Target-Oriented Deformation of Visual-Semantic Embedding Space
This addresses the challenge of improving cross-modal retrieval for applications like data mining and translation, though it appears incremental as it builds on existing embedding systems.
The paper tackles the problem of insufficient alignment in multimodal embedding spaces due to different abstraction levels and modality-specific information, proposing the Target-Oriented Deformation Network (TOD-Net) that deforms the embedding space under given conditions to adjust similarities, achieving state-of-the-art cross-modal retrieval performance on the MSCOCO dataset.

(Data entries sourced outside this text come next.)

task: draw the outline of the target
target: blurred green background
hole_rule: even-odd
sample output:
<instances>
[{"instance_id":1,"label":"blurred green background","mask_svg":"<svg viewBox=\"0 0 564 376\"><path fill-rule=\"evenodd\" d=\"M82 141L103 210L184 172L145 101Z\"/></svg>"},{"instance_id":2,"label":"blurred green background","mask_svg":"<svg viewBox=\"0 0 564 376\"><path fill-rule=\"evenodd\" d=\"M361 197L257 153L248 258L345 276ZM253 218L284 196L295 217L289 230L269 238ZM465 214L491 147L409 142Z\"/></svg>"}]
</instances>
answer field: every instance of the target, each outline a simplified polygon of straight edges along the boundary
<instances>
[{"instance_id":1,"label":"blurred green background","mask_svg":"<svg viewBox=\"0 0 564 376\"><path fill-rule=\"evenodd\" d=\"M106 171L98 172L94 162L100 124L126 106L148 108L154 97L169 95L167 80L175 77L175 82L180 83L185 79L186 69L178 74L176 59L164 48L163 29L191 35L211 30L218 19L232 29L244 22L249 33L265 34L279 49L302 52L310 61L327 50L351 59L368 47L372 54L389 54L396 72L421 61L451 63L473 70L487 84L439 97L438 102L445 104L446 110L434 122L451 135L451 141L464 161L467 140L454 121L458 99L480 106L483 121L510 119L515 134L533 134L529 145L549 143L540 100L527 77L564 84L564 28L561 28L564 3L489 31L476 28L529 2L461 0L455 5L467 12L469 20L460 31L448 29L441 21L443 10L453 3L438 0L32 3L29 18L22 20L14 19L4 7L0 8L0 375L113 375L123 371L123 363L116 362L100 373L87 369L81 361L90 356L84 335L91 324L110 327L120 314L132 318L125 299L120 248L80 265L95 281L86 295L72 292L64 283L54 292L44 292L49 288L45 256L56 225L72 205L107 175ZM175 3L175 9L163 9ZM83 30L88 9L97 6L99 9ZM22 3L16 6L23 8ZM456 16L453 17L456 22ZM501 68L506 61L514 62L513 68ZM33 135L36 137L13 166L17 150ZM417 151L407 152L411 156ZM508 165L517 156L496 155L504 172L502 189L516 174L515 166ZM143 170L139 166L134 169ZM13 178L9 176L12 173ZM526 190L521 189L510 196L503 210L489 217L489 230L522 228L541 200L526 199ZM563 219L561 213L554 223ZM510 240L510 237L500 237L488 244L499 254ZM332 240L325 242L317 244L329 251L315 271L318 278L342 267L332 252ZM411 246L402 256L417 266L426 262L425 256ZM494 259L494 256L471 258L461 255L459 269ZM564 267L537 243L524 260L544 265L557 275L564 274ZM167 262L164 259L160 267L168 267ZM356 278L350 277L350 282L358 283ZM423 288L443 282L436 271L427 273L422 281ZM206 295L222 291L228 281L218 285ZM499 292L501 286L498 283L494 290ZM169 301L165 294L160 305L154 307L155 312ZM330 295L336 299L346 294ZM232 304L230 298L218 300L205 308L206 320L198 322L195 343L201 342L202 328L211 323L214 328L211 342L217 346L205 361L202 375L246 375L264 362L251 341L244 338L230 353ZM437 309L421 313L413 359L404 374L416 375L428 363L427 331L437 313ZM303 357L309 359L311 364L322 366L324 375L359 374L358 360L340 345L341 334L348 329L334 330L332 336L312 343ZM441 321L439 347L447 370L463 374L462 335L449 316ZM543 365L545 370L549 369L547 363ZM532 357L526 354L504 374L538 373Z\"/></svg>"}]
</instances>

Multimodal embedding is a crucial research topic for cross-modal understanding, data mining, and translation. Many studies have attempted to extract representations from given entities and align them in a shared embedding space. However, because entities in different modalities exhibit different abstraction levels and modality-specific information, it is insufficient to embed related entities close to each other. In this study, we propose the Target-Oriented Deformation Network (TOD-Net), a novel module that continuously deforms the embedding space into a new space under a given condition, thereby adjusting similarities between entities. Unlike methods based on cross-modal attention, TOD-Net is a post-process applied to the embedding space learned by existing embedding systems and improves their performances of retrieval. In particular, when combined with cutting-edge models, TOD-Net gains the state-of-the-art cross-modal retrieval model associated with the MSCOCO dataset. Qualitative analysis reveals that TOD-Net successfully emphasizes entity-specific concepts and retrieves diverse targets via handling higher levels of diversity than existing models.